The story is surreal, which I like, and the puzzles are challenging. But I see no way to make this game fun...here are the problems:

• The POV constantly shakes and wobbles as if my character is attempting to walk around a pirate ship during the perfect storm whilst dead drunk. It gives me a headache, and the player should be able to shut off the effect.

• Navigating is a nightmare. Setting the sensitivity makes no difference in the ability to accurately control the cursor. Low sensitivity merely makes the mouse movement slow, while high speeds it up. But no setting makes it possible to control the movement of the cursor with any accuracy at all. The result is that you're constantly chasing the cursor, trying to line it up with the object you want to click...with limited success.

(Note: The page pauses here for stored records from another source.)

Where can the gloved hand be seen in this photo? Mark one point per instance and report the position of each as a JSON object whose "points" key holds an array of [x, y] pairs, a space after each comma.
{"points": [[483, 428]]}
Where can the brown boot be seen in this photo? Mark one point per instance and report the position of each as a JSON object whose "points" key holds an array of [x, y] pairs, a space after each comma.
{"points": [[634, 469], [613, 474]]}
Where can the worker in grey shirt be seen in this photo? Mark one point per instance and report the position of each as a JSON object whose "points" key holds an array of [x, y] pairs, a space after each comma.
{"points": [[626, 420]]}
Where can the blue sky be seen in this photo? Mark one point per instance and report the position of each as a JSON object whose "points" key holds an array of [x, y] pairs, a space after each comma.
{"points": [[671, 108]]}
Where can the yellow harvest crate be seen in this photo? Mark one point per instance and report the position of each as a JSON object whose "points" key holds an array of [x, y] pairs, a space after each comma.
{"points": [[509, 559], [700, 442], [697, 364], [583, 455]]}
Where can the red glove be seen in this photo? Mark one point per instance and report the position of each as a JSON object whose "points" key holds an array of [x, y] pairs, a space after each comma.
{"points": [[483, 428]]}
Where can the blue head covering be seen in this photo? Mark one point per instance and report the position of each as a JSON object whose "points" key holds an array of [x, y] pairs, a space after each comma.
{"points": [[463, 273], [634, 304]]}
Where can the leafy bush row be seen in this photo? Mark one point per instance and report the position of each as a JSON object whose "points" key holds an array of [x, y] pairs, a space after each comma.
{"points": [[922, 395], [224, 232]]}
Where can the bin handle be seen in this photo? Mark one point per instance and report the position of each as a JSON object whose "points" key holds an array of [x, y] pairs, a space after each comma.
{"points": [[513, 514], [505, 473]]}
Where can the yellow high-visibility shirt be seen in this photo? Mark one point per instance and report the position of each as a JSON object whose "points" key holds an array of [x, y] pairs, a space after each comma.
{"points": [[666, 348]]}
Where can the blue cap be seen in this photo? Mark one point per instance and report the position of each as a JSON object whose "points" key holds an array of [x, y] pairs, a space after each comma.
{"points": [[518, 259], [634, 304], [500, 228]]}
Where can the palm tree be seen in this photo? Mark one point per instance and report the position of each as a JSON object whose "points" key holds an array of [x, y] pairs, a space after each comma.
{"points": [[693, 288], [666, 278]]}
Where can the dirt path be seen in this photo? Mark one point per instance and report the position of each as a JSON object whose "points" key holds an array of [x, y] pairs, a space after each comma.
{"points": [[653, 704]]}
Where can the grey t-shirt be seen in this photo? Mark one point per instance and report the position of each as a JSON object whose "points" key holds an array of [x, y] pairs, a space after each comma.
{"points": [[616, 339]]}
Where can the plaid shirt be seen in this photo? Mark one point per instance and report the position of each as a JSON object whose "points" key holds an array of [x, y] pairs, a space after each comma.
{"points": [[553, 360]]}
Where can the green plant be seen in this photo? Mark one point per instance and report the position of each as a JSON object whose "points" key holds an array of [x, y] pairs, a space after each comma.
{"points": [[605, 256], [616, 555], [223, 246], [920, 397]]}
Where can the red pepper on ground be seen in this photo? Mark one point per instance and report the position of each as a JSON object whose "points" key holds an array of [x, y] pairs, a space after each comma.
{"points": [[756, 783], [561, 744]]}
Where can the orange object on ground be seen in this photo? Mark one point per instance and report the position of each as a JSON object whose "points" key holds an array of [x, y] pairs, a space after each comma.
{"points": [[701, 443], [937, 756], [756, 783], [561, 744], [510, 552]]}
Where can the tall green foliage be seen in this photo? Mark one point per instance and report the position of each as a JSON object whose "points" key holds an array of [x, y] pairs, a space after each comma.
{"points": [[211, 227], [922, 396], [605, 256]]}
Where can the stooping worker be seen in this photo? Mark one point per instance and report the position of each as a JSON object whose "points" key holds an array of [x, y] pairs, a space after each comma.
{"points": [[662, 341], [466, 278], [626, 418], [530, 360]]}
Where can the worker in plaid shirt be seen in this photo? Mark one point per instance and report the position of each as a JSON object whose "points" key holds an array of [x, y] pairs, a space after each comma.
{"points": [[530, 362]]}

• Accessing the inventory is an unnecessary multi-step process. First, bring up the panel. Next, select the item you want. Finally, choose whether to look at, combine, or use it. Really poor design (not improved by the navigation issue). It would have been better to have the inventory panel at the bottom of the screen and scrollable, with look at (magnifying glass) and combine (plus sign) right next to the item. Otherwise, a click would mean "use."

• Puzzle controls are not standardized. One puzzle used WASD to navigate and choose, while another used X and Z to navigate. What's the point in making them different? Other than to be annoying, that is.

I really want to finish this game, but every time I play, the issues I've described make me so frustrated that I no longer care. Especially the navigation, which I wouldn't force on my worst enemy.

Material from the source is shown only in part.